In the wake of the global financial crisis following the collapse of US investment bank Lehman Brothers Holdings Inc. in 2008, Indian banks restructured at least 5% of their loans across sectors. A sizeable chunk of such loans has already turned bad.
RBI’s caution has come at a time when gross non-performing assets (NPAs) of listed Indian banks crossed Rs 1 trillion in the quarter ended September.
“...asset quality of banks needs to be closely watched in the changing interest rate environment as the sticky loan portfolio of small and medium enterprises might rise,” the apex bank said.
According to latest RBI data, loans to micro and small enterprises stood at Rs 4.7 trillion on 23 September, compared with Rs 3.9 trillion a year earlier.
Noting that a “specific area of concern” is the “concentrated and high-pace lending” to the infrastructure sector by public sector banks, RBI said this raises “apprehensions of delinquencies in the future”. Also, the provisioning on account of high incremental growth in loans given to “sensitive sectors” such as retail and real estate may impact the profitability of banks.
Loans to the infrastructure sector, of which the majority is to cash-strapped power firms including loss-making state electricity boards, have been under stress in recent months. Bankers and analysts attribute this to lack of price reforms of power utilities and scarcity of fuel.
Bank loans to the infrastructure sector went up to Rs 5.6 trillion at end-September, from Rs 4.7 trillion a year earlier.
Of this, loans to power companies rose to as much as Rs 3 trillion from Rs 2.3 trillion. State-run banks have already stopped issuing fresh loans to loss-making state electricity boards and are currently in talks with some state utilities to restructure their loans.

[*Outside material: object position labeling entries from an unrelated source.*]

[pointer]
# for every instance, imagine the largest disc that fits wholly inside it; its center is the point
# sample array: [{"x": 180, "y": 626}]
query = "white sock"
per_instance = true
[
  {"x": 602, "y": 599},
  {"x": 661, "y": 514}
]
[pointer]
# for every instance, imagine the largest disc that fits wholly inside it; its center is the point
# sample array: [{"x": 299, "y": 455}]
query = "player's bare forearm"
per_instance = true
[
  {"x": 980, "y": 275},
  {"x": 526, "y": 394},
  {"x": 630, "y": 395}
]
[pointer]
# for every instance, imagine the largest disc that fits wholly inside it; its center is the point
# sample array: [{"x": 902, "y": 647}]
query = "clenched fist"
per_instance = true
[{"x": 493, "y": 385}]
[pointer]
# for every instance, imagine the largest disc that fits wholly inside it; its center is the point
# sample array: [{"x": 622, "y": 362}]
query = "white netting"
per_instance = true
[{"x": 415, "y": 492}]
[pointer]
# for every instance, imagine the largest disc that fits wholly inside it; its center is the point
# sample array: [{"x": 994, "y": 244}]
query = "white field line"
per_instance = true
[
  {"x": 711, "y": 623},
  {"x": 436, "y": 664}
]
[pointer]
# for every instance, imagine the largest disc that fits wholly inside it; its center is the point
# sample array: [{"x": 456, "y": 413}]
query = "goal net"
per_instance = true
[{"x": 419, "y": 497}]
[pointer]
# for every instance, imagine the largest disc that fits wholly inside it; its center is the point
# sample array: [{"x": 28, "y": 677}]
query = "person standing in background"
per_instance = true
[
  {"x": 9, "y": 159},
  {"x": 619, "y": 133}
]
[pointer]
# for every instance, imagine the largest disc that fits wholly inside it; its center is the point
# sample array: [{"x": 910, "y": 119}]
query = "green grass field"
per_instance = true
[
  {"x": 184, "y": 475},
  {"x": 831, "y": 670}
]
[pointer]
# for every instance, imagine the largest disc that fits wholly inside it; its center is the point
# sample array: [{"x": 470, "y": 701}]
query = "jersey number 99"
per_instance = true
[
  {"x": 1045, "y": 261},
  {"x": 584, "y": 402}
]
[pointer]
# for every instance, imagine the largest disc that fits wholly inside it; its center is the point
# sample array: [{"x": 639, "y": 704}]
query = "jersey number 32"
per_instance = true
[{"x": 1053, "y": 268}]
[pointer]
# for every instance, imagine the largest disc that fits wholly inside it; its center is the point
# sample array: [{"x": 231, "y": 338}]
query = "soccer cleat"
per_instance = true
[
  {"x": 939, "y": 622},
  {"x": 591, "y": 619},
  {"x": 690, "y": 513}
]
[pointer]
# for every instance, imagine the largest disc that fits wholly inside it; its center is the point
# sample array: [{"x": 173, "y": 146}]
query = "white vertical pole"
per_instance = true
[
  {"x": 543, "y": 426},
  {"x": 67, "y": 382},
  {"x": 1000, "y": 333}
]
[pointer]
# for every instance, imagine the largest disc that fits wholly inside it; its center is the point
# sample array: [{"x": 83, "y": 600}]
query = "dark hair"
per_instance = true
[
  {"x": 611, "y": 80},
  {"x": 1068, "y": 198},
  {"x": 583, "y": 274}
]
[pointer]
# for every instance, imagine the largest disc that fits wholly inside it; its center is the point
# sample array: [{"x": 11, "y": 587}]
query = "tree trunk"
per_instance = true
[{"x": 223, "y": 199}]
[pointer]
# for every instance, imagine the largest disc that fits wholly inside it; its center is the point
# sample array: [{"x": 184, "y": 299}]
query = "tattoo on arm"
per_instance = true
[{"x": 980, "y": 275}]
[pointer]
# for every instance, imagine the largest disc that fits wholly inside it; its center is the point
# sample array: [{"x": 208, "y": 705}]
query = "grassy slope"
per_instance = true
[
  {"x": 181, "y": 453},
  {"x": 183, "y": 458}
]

Bank lending to the infrastructure sector is also constrained because many have reached their internal limits set for such loans. Besides, an increasing asset-liability mismatch is also affecting banks’ ability to fund long-term infrastructure projects. While loans have maturity of up to 15 years, the average maturity of bank deposits is one-three years.
Senior bankers said they are not too concerned about the asset quality in the system. “There is some stress due to the economic slowdown and high interest rates, but there is nothing alarming. Some of the banks may have seen a rise in the bad loans because of change into system driven calculation,” said R.K. Bansal, an executive director at IDBI bank Ltd.
“Overall, the incremental increase in bad loans is likely to be lesser in the next two quarters compared with the last two quarters,” Bansal said.
RBI’s report on financial stability in June had indicated that the Indian financial system remained stable “in the face of some fragilities being observed in the global macro-financial environment”.
A series of stress tests in respect of credit, liquidity and interest rate risks showed that banks remained reasonably resilient, though their profitability could be affected significantly.
Analysts, too, cautioned about the asset quality of banks in times of slowing economic growth and high interest rates. “We may see further deterioration in the asset quality of banks going ahead due to high interest rates and a slowdown in economic activities,” said Vaibhav Agarwal, vice-president, research, Angel Broking Ltd. He, however, added that the pace of rise is unlikely to be alarming.
According to the central bank, loans given to the farm sector contributed 44% of the total incremental NPAs of domestic banks in 2010-11, possibly due to higher growth registered in the credit flow to the segment in the last four years.
As at end-March, Indian banks have written off 10% of outstanding gross NPAs and this has helped the sector limit the growth in gross NPAs, RBI said.